Quando somos pequenos queremos ser grandes e quando somos grandes queremos nunca deixar de ser pequenos. Pode ser a eterna insatisfação da natureza humana, pode ser um poema de Pessoa sobre o não sentir que é pensar.
Só eu sei o quanto gostava dos móveis de plástico da minha cozinha e do esparguete à bolonhesa feito com rasgos de um vestido velho da minha mãe. O vestido tinha uns tons avermelhados, para manter a coerência com o prato.
E hoje o que eu dava para chegar a casa e ter a comida feita. Ou poder andar nos baloiços dos playgrounds sem medo de rebentar o assento e aterrar de rabo no chão.
Antes, eu ficava contente por ganhar as corridas ao meu pai. Agora já só acredito na metafísica do chocolate.

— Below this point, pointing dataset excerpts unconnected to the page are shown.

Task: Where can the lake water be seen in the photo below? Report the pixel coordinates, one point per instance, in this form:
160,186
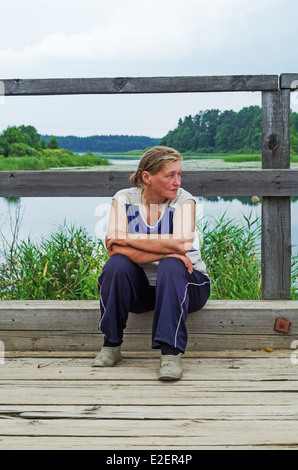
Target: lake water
40,216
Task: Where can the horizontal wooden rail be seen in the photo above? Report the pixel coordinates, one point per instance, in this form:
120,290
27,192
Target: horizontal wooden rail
75,86
289,81
106,183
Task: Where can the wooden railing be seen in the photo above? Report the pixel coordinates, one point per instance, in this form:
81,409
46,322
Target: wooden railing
275,181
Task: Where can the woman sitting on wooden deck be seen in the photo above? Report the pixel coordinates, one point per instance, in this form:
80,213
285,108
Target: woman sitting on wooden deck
155,261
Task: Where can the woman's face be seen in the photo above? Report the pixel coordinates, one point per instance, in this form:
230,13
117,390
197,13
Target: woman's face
166,182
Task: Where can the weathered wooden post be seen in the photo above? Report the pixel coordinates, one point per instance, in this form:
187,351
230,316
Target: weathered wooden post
276,211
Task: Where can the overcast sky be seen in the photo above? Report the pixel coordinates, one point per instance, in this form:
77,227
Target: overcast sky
112,38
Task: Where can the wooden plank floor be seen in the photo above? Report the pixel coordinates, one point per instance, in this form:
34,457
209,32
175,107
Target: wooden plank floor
226,400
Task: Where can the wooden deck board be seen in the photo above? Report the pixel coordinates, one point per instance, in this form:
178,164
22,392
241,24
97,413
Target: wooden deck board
226,400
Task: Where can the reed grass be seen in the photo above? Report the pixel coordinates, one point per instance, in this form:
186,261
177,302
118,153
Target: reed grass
65,265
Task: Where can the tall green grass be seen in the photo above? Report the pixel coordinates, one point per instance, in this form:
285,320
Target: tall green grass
65,265
57,158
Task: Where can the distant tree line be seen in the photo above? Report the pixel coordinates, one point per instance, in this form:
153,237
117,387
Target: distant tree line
24,141
214,131
104,143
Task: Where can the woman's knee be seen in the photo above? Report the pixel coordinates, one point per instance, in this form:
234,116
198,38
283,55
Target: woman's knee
171,266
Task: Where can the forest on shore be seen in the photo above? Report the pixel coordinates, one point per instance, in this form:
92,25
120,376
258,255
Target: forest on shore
214,131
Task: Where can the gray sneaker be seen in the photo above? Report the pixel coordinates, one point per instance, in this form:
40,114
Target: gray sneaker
107,357
170,367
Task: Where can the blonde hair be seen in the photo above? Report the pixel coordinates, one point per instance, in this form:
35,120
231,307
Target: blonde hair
153,161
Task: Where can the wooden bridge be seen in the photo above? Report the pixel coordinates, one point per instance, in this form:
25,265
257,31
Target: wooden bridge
240,385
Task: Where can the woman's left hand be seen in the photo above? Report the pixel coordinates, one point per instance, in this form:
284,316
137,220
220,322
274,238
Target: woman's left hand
112,240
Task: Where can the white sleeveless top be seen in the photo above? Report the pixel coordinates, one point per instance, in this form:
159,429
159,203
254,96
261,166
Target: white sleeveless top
131,200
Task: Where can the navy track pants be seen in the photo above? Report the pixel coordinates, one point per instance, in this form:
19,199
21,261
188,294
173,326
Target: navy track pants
124,287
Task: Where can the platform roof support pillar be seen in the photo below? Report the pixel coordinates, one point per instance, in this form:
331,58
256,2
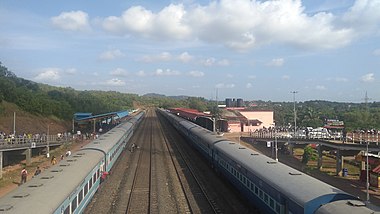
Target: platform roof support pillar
28,156
320,157
339,162
1,164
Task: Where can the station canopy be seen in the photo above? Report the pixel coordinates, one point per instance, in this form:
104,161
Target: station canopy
82,117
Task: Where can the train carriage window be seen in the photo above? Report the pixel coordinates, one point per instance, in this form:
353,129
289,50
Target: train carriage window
67,210
271,203
86,189
90,183
278,208
74,205
80,196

Lembro-me de um dia da criança em Faro, nos tempos da escola primária. Não tivemos aulas, fomos rebolar-nos nos insufláveis que puseram no jardim da Alameda. O mesmo local onde a Guida, aquando da celebração do seu 6º ou 7º aniversário, partiu o nariz. Saltitava, distraidamente, na grande área dos baloiços e levou com um no meio da cara. Só se lembra das jorradas de sangue e de um chapéu com flores que a madrinha lhe tinha oferecido. Os pequenos traumas que nos preparam para a vida dos grandes.
Neste saudoso dia da criança o sucedido foi menos doloroso, porém, não menos marcante. Chamei a professora. O que eu lhe queria dizer permanecerá um mistério perdido nas brumas da memória. Ela aproximou-se de mim e, nesse momento, quis o universo que se procede-se um inesquecível incidente. Seria poético poder dizer que foi o bater de asas de uma borboleta que desencadeou tudo mas na verdade foi o aparelho excretor de um pombo que sobrevoava a área. Caiu-lhe o excremento branco acinzentado nos cabelos negros. Lembro-me bem dos detalhes pois, ao ser-me atribuída a culpa pelo incidente, tive que limpar o cabelo da professora com um lenço de papel. Como seu eu tivesse culpa dos pombos apanharem comida do chão! Mas tive pena da professora e então anui a minha culpabilidade e demonstrei a minha redenção. E depois voltei para mais uns saltos no castelo insuflável.
Até hoje sou crente da minha inocência neste episódio. A professora fez birra. E fez muito bem! Não importa quantos anos passem, toda a gente merece um ou outro dia da criança.
(E deviam fazer castelos insufláveis para adultos e baloiços para maiores 20)!